Von Christiane Blömeke (Grüne/GAL), MdHB

Die CDU hat sich auf dem Parteitag in Hannover ein neues Grundsatzprogramm gegeben. Die Christdemokraten selbst sprechen von einer Modernisierung. Ein genauer Blick in das Programm offenbart, dass die CDU gesellschaftliche Realitäten von Kindern, Jugendlichen und Familien immer noch verkennt und bildungspolitisch nicht den Schritt ins 21. Jahrhundert geschafft hat.

Ehe als Leitbild


»Die Ehe ist unser Leitbild der Gemeinschaft von Mann und Frau. Sie ist die beste und verlässlichste Grundlage für das Gelingen von Familie.«, heißt es im neuen CDU-Grundsatzprogramm. Eine Gleichstellung eingetragener Lebenspartnerschaften mit der Ehe lehnt die CDU weiterhin genauso ab, wie ein Adoptionsrecht für Homosexuelle. Tatsächlich gibt es immer weniger traditionelle Familien in der Bundesrepublik während die Zahl Alleinerziehender und unverheirateter Lebensgemeinschaften mit Kindern kontinuierlich ansteigt. Nichteheliche Familienformen machen heute bundesweit schon ein Viertel aller Familien aus. Aus grüner Sicht ist Familie da, wo Kinder sind. Ob in klassischen Ehen, unverheirateter Partnerschaft, in Ein-Elternteil- oder Patchwork-Familien oder gleichgeschlechtlichen Partnerschaften – Familienpolitik sollte sich primär an den Bedürfnissen der Kinder orientieren.

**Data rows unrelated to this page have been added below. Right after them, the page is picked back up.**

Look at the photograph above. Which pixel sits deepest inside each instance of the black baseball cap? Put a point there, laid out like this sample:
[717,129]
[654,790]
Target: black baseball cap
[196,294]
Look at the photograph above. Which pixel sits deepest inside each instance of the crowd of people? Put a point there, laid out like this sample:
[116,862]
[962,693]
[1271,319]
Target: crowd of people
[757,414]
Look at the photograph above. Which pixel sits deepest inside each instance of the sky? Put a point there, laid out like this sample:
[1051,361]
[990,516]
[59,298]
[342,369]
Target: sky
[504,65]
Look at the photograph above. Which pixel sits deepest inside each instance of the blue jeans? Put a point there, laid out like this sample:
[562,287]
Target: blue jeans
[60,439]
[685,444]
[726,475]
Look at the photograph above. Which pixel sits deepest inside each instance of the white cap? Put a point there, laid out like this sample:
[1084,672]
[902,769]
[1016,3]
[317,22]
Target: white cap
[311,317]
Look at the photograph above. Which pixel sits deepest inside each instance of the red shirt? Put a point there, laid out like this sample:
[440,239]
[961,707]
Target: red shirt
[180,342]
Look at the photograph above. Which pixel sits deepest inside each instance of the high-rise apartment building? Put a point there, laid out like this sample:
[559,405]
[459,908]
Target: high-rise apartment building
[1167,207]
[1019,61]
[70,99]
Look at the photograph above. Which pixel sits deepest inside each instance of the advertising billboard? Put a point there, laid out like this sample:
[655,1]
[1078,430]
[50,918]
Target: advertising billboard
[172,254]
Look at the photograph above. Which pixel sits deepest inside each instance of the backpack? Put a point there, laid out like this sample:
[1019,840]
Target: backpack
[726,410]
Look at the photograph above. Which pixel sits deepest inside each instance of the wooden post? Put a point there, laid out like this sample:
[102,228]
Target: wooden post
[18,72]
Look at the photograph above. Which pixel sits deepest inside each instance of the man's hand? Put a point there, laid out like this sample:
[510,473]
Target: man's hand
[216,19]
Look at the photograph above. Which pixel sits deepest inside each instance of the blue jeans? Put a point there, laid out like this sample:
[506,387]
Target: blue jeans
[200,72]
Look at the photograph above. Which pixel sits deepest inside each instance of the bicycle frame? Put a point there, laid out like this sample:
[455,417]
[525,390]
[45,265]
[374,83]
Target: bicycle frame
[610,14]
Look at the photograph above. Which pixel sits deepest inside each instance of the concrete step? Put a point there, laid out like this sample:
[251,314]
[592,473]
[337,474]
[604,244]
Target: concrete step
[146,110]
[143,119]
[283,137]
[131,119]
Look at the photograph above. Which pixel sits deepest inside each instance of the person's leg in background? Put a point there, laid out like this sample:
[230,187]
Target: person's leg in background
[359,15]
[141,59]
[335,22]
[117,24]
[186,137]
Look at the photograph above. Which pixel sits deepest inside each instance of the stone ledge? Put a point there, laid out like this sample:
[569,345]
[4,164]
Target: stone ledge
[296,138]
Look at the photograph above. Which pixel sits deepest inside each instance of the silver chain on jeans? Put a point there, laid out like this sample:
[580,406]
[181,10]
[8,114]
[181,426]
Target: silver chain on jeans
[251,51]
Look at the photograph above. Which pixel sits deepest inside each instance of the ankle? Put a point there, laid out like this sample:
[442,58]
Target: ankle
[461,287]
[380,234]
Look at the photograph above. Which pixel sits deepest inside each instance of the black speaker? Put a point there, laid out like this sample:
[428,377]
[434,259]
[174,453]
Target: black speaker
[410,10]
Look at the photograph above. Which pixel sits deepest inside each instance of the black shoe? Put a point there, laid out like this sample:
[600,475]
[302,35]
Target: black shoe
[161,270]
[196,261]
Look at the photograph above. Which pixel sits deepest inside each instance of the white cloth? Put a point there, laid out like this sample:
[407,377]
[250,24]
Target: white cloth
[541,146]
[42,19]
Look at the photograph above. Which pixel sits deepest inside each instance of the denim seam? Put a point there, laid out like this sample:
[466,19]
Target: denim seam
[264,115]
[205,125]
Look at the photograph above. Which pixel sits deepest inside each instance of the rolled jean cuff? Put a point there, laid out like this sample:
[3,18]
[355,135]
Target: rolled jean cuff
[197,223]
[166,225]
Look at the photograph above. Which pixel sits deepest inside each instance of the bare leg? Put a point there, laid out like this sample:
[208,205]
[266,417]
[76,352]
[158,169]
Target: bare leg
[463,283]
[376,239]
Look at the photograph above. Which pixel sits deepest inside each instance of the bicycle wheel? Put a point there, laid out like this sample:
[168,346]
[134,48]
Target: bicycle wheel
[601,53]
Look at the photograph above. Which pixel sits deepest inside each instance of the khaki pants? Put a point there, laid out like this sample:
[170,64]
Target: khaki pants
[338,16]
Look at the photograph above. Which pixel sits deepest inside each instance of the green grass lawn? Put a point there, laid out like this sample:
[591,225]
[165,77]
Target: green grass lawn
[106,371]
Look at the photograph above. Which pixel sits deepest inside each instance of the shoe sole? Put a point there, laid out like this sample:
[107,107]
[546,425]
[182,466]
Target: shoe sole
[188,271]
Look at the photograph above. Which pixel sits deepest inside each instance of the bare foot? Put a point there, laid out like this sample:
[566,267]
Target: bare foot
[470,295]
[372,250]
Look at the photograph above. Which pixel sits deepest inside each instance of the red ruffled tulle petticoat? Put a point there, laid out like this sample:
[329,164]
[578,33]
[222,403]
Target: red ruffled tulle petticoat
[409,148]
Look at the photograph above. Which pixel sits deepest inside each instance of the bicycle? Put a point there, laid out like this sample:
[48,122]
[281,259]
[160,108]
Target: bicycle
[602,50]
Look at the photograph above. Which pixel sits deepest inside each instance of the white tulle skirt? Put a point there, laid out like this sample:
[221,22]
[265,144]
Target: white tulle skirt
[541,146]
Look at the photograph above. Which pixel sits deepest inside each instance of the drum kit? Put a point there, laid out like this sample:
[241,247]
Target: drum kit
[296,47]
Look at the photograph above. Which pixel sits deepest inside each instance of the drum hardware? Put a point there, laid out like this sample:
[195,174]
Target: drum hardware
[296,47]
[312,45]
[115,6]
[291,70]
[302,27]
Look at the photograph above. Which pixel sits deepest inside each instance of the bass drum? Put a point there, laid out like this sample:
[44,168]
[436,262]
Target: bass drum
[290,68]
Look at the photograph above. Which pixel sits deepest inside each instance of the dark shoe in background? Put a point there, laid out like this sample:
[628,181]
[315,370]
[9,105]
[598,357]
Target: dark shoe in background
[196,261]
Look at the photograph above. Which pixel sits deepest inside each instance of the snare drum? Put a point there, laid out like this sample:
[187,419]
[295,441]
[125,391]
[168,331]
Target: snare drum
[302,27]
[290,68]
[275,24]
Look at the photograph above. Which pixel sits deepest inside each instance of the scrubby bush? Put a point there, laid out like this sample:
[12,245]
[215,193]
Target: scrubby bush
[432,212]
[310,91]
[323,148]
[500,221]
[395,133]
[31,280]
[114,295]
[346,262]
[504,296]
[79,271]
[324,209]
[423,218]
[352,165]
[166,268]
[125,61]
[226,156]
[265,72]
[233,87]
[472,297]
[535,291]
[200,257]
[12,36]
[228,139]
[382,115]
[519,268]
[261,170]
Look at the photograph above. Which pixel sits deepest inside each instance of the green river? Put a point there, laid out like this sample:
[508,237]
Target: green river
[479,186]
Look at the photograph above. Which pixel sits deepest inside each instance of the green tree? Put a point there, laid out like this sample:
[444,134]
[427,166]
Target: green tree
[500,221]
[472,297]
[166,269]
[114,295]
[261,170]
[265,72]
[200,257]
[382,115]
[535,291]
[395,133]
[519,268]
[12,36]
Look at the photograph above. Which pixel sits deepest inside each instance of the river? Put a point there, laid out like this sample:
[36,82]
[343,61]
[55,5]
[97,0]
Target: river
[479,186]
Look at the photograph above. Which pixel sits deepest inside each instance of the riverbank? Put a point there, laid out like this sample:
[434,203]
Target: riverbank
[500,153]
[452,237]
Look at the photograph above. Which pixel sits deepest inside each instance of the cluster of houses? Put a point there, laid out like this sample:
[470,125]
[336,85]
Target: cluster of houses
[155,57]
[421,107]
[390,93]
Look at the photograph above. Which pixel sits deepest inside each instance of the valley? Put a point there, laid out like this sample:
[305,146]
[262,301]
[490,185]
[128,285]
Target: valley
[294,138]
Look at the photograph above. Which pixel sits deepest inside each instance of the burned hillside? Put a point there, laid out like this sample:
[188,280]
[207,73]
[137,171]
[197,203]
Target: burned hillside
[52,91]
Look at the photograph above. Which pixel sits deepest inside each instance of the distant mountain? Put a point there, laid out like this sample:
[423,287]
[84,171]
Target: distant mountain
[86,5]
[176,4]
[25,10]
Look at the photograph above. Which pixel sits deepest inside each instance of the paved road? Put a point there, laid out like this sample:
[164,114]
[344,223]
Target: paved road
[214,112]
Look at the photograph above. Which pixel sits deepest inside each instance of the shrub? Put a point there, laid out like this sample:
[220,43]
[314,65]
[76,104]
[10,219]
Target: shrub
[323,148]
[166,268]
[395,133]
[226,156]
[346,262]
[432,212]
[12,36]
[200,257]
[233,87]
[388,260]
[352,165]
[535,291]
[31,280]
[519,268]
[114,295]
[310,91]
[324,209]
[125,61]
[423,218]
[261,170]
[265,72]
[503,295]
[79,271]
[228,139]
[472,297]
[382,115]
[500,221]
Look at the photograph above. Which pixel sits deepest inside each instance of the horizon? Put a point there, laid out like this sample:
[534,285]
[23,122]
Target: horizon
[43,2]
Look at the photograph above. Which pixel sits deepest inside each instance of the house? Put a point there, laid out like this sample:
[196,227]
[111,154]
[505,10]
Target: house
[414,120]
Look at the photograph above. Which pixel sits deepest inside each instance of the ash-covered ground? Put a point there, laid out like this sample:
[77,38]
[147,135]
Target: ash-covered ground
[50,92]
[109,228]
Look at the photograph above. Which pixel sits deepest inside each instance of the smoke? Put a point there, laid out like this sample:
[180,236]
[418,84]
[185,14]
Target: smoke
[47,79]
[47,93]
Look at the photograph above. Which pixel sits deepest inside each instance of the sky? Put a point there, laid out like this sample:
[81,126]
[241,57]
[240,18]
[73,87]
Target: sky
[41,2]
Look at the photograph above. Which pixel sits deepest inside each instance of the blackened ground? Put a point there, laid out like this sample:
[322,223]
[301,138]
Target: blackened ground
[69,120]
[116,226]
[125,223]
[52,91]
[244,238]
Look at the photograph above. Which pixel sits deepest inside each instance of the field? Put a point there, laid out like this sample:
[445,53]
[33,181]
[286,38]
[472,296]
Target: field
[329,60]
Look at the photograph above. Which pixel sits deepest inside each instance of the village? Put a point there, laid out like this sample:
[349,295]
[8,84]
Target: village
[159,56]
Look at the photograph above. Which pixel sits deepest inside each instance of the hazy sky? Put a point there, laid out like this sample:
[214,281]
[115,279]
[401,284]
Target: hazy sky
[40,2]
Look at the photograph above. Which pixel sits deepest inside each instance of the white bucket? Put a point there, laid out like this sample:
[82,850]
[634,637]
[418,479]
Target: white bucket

Auch das Ehegattensplitting haben die Christdemokraten nicht angetastet. Dabei ist das Ehegattensplitting unter familien- und gleichstellungspolitischen Aspekten höchst fragwürdig. Das Ehegattensplitting fördert die Ehe, nicht die Familie. Es begünstigt vor allem Alleinverdienerehen mit hohem Einkommen und ungleichen Einkommensverhältnisse innerhalb der Ehe. Es gibt überwiegend Frauen einen Anreiz, nicht erwerbstätig zu sein oder nach der Geburt eines Kindes nicht in den Beruf zurückzukehren. Es kommt Kindern nur dann zugute, wenn die Eltern verheiratet sind und gut verdienen, und es ist ein Steuermodell, das eingetragene Lebenspartnerschaften ausschließt.
Den Steuervorteil für Verheiratete will die CDU noch um eine Kinderkomponente ergänzen. Auf den allerersten Blick scheint dieses als Familiensplitting bekannt gewordene Modell ein sinnvoller Schritt zu sein, schaut man aber genauer hin, wird deutlich, dass die steuerliche Berücksichtigung von Kindern wiederum nur denen zugute kommt, die überhaupt Steuern zahlen. Ein Drittel aller Familien zahlt wegen zu geringen Einkommens jedoch gar keine Steuern mehr. Den größten Vorteil erhielten also erneut sehr gut verdienende Familien mit mehreren Kindern. Auch mit der Einführung eines Familiensplittings würde die CDU vor allem die negativen Auswirkungen des Ehegattensplittings fortschreiben.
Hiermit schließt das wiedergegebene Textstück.